Dr. Melinda Stolley, associate director of prevention and control at MCW’s Cancer Center and lead researcher of Men Moving Forward, said the program was started in 2019 in hopes of reaching those most affected by prostate cancer in Milwaukee: Black men.
Black men are 60% more likely to be diagnosed with prostate cancer than their white counterparts. In Milwaukee, maps made by MCW’s Kirsten Beyer revealed a high incidence of cancer and a high mortality rate in predominantly Black neighborhoods.
Because of the disparity, the program is aimed specifically at Black men. The groups usually number from 10 ton15 at a time. Twice a week, men come together to work out and have conversations about their health and lives in recovery.
Participants in the program have their body composition, or the amount of muscle and fat in the body, measured before it begins. They also are given blood tests and strength training, Stolley said.
Once they know what muscles to build, the work begins.
Leonard Wilson, owner of Divine Intervention Fitness, curates workout plans for the program that works every muscle unit. Participants exercise for an hour each week before group discussion.
“A lot of the guys are coming at different levels of fitness, so we want to get them really acclimated to the mindset of working out,” Wilson said.
The program also introduces mindfulness, led by Ambrose Wilson-Brown, a Milwaukee-based health and fitness coach. Wilson-Brown said he helps lead brief meditations and breathing exercises that many participants take with them and practice on their own.
“We don’t spend a lot of time on it, but I think the physiological experience of feeling more confident, more relaxed sticks with a lot of the guys,” Wilson-Brown said.
That relaxation can be necessary for another aspect of the program: diet changes.
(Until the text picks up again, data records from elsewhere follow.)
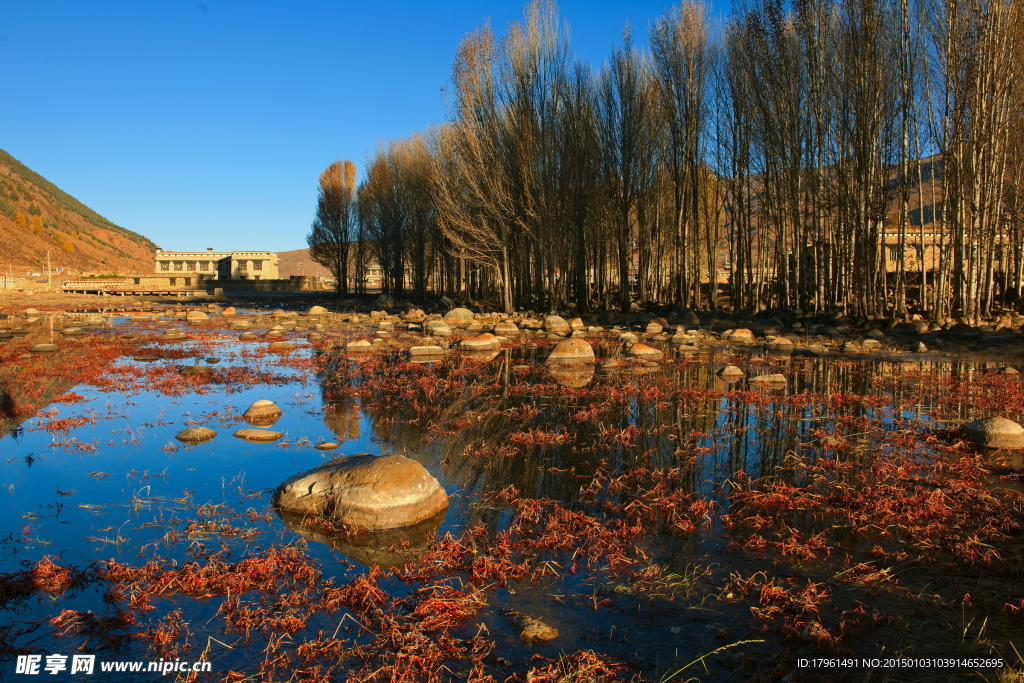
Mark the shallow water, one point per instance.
(119, 486)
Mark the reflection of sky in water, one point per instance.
(101, 500)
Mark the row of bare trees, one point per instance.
(861, 155)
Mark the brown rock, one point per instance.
(642, 350)
(556, 325)
(741, 335)
(258, 435)
(531, 630)
(572, 375)
(459, 316)
(995, 433)
(484, 342)
(769, 379)
(366, 491)
(358, 346)
(262, 413)
(571, 350)
(196, 435)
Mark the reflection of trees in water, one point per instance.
(343, 418)
(506, 425)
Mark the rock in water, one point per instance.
(769, 379)
(196, 435)
(741, 335)
(572, 375)
(365, 491)
(571, 350)
(556, 325)
(995, 433)
(531, 630)
(484, 342)
(642, 350)
(263, 412)
(459, 316)
(258, 435)
(358, 345)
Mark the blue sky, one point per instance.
(206, 124)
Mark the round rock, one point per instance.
(196, 435)
(556, 325)
(44, 348)
(365, 491)
(995, 433)
(262, 413)
(459, 316)
(258, 435)
(484, 342)
(571, 350)
(642, 350)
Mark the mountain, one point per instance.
(36, 216)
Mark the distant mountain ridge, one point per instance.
(36, 216)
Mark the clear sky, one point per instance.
(206, 124)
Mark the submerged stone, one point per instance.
(571, 350)
(44, 348)
(531, 630)
(365, 491)
(257, 435)
(995, 433)
(484, 342)
(262, 412)
(196, 435)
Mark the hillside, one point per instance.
(36, 216)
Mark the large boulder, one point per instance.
(995, 433)
(262, 413)
(365, 491)
(571, 350)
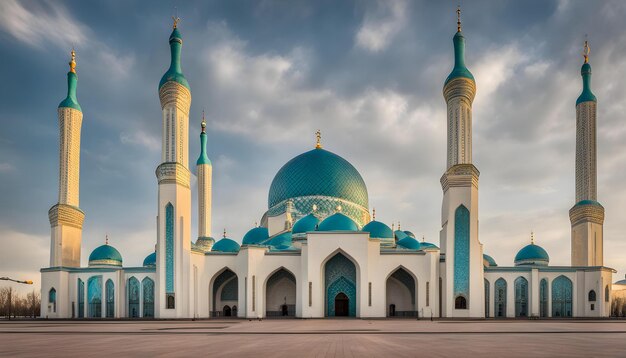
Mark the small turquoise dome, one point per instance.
(318, 173)
(105, 255)
(428, 245)
(459, 70)
(226, 245)
(489, 261)
(378, 230)
(281, 240)
(150, 260)
(175, 72)
(338, 222)
(306, 224)
(409, 243)
(532, 255)
(255, 236)
(399, 234)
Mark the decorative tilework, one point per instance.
(461, 252)
(169, 248)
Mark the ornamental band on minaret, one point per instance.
(66, 219)
(587, 215)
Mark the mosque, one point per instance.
(318, 252)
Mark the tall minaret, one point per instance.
(205, 172)
(463, 289)
(587, 215)
(174, 211)
(66, 218)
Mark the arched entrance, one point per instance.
(340, 278)
(280, 294)
(400, 294)
(224, 294)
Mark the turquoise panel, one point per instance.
(500, 298)
(461, 253)
(147, 286)
(81, 298)
(340, 277)
(110, 299)
(133, 297)
(562, 297)
(543, 298)
(94, 296)
(521, 297)
(169, 249)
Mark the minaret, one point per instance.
(587, 215)
(205, 173)
(66, 218)
(174, 211)
(463, 288)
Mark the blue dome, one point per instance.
(409, 243)
(150, 260)
(338, 222)
(255, 236)
(226, 245)
(281, 240)
(105, 255)
(399, 234)
(489, 260)
(378, 230)
(306, 224)
(532, 255)
(318, 173)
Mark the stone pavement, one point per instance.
(313, 338)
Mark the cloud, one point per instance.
(381, 24)
(41, 24)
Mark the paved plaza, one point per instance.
(313, 338)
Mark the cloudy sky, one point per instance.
(368, 74)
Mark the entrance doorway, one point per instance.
(342, 305)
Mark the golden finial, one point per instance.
(73, 61)
(203, 123)
(318, 135)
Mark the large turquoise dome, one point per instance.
(319, 181)
(105, 255)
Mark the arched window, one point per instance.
(486, 298)
(521, 297)
(52, 299)
(147, 286)
(460, 303)
(500, 298)
(110, 297)
(94, 296)
(543, 298)
(133, 297)
(592, 296)
(562, 297)
(81, 298)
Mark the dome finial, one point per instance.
(73, 61)
(318, 135)
(203, 123)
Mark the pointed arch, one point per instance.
(401, 292)
(280, 293)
“There’s good science to show that when you’re stressed, it’s hard to make lifestyle change,” Stolley said. “When you’re stressed, you’re drawn to foods that are high in fat, salt and sugar. Those are chemically soothing.”
That can be a challenge for a program aimed at getting men to “eat more plants” and build muscle mass. The program brings in nutritionists like Bridget Wilder to host cooking classes and help the men learn healthy recipes.
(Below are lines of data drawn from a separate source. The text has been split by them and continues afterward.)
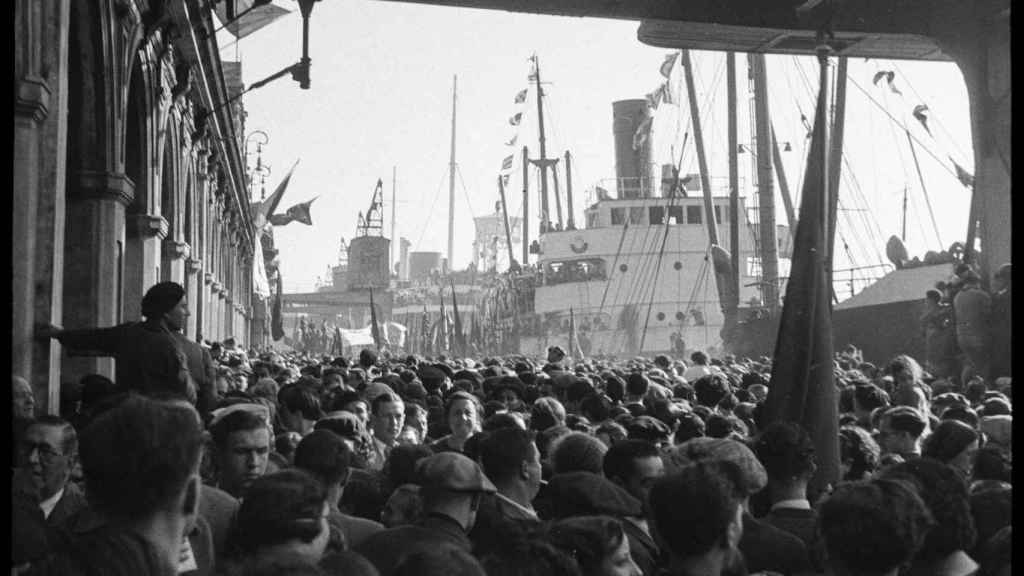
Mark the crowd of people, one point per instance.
(235, 462)
(966, 327)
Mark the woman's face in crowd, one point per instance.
(964, 462)
(463, 418)
(620, 563)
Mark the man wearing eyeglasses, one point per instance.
(46, 455)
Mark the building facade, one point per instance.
(128, 171)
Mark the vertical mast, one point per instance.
(455, 82)
(505, 219)
(525, 206)
(544, 157)
(766, 197)
(730, 63)
(394, 237)
(691, 94)
(836, 163)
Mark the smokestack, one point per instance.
(634, 172)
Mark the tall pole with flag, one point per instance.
(375, 329)
(458, 339)
(802, 389)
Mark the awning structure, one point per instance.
(243, 17)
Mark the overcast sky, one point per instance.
(381, 99)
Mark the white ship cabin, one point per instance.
(621, 279)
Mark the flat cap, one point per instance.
(453, 471)
(706, 449)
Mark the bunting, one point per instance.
(921, 113)
(642, 133)
(669, 64)
(276, 320)
(802, 388)
(966, 178)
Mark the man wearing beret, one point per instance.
(148, 358)
(452, 486)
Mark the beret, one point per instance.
(707, 449)
(584, 493)
(453, 471)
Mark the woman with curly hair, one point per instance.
(945, 493)
(859, 453)
(597, 543)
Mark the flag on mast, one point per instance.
(375, 329)
(458, 339)
(802, 388)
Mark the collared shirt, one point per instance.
(51, 502)
(797, 503)
(528, 511)
(379, 453)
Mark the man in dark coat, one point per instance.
(148, 358)
(453, 486)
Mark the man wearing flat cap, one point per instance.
(764, 546)
(452, 486)
(147, 355)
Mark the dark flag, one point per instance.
(802, 389)
(458, 338)
(375, 329)
(442, 337)
(276, 322)
(297, 213)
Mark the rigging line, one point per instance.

“It’s not something that we just tell them, it’s something that we teach them,” Johnson said.
Stolley said that doctors and other health care professionals come in and offer advice on topics such as surviving cancer and sexual health. They tailor the services offered to what the participants ask for, she said.
“When you’re in a clinical setting, you feel more intense, intimidated, but they’re sitting in a gym and then the doc is sitting there and it’s usually pretty casual,” Stolley said. “It’s different than sitting on a table in a paper gown.
For Dozier, the environment relaxed him enough to open up and ask important questions.
Since exiting the program, Dozier has become a recruiter for Men Moving Forward. Still working alongside the team, he never misses an opportunity to thank them for their work.
“If I can encourage just one man to come into this program, I’ve done a fantastic thing,” Dozier said. “I’ve created a miracle within someone else.”
The program is currently accepting applicants for October. Those interested in applying can call 414-955-4095 or email email@example.com. The program also has a Facebook page. Participants can choose between meeting on Tuesday and Thursday each week or Thursday and Saturday.
Participants must be African American and must be out of treatment for at least six months, or under active surveillance in treatment. The program is free of charge.